6.4    SELF-TIMED FIRST-IN FIRST-OUT BUFFER

The principles of self-timed systems have been known for many years, but such systems are rarely implemented because of their complex hardware, despite the advantages of flexible data rates and the avoidance of metastability problems. The self-timed environment prototypes (STEPs) are a collection of primitives used for implementing self-timed systems. The example discussed here was proposed by Sutherland [Suther89]. Many computing applications use a first in, first out (FIFO) buffer, often implemented as a simple circular queue. This is a memory structure that will hold a sequence of data, and output it in the same order as entered. To build a circular-queue FIFO in a synchronous environment, one must use memory elements that are addressed by two counters acting as pointers. The “in” pointer indicates the address to be filled next, while the “out” pointer identifies the first location to be read. The state of the FIFO, full or empty, is calculated by subtracting “out” from “in”. FIFO control is complicated by synchronization issues and may be unreliable if the FIFO filling and FIFO emptying processes are asynchronous. Sutherland’s self-timed FIFO design is entirely different. The basic operation resembles flow through a pipeline. Data are written to one end and read out from the other. The state of each memory location is either full or empty. If a location is empty, it will pass data through. However, if it is full, it will maintain its own contents. If the first location is full, then the FIFO is full. If the last location is empty, then the FIFO is empty. The entire control circuitry consists of only one gate per location, and the resulting speed may be faster than most synchronous FIFOs.

6.4.1    STEP Elements

The self-timed environment is regulated by the handshaking of event signals. An “event” is defined here as a change of state in a control signal. A rising edge has the same significance as a falling edge and both are treated as equivalent events. An XOR gate provides an ideal merging function for events. If either input to an XOR gate undergoes an event, the XOR will cause an event on its output. A Muller-C (Figure 6–16) [Suther89] element provides a rendezvous function for events. There must be an event on each input to a Muller-C before it will cause an event to be output:

C := A.B + B.C + A.C

To understand the behavior of a Muller-C. imagine the following sequence: assume that A, B, and C are all at logic ‘0’. If there is an event on A, C stays at ‘0’, but when B rises to meet A, C also rises to a logic “1”. If B were to then have another event, C would remain at ‘1’ until A experienced an event, to match B. Only then would C fall. The Muller-C waits for events on both inputs before it outputs an event. Figure 6–17 shows the behavior of an XOR as well as a Muller-C element, as recorded by a logic analyzer.

Image

Figure 6–16. Muller C-element.

Image

Figure 6–17. STEP waveforms.

6.4.2    CAL Implementation

Figure 6–18 shows a variant of the Muller-C element referred to as CnotM, because it has one inverted input and an active-low clear. Figure 6–19 shows the corresponding circuit. It is important to remember that in the self-timed environment, memory elements (similar to D flip-flops) must be triggered by either the rising edge or the falling edge of the control signal. Figure 6–20 shows an event-triggered D-type element, while Figure 6–21 shows its circuit. It comprises two D latches in parallel. One is latched high and the other is latched low. The output always comes from the nontransparent latch.

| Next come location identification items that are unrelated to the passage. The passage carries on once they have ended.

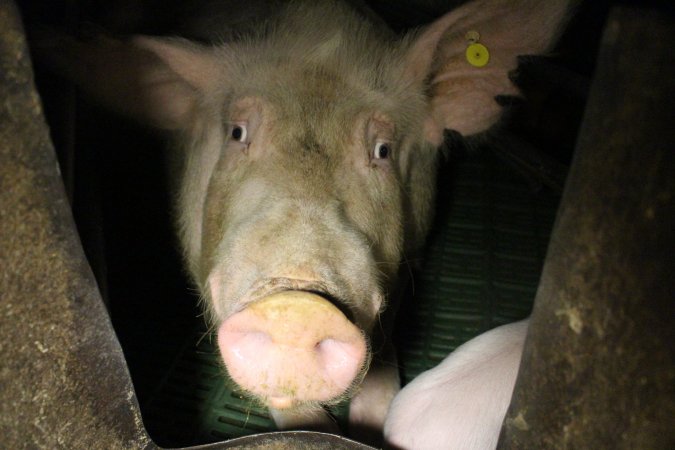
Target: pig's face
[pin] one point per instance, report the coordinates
(310, 193)
(309, 164)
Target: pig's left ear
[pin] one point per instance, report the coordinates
(466, 57)
(156, 81)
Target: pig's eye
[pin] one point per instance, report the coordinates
(238, 133)
(382, 150)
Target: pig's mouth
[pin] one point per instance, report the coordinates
(290, 345)
(270, 286)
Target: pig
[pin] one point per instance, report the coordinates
(307, 137)
(460, 403)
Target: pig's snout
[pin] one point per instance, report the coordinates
(292, 347)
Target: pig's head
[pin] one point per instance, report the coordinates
(309, 168)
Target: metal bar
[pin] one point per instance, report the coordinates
(598, 369)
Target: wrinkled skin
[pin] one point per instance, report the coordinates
(309, 147)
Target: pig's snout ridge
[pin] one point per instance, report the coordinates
(292, 347)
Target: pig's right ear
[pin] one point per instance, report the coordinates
(157, 81)
(464, 58)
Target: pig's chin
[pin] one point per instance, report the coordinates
(293, 349)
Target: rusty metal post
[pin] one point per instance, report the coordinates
(598, 369)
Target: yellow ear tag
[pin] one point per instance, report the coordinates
(476, 54)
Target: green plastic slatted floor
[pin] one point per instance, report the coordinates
(481, 270)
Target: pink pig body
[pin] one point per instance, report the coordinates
(307, 135)
(460, 403)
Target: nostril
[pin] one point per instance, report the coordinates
(340, 359)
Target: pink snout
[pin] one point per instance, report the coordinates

6.4.3    Filling the Self-timed FIFO

Figure 6–22 shows just the control structure of a 4-stage micropipeline. The output of each Muller-C can be used to control one storage location. Notice that the right-hand input of each Muller-C element is inverted, signified by a bubble.

Image

Figure 6–18. CnotM element.

Image

Figure 6–19. CAL CnotM circuit.

Image

Figure 6–20. Event-triggered D-type flip-flop.

Image

Figure 6–21. Event-triggered D-type circuit.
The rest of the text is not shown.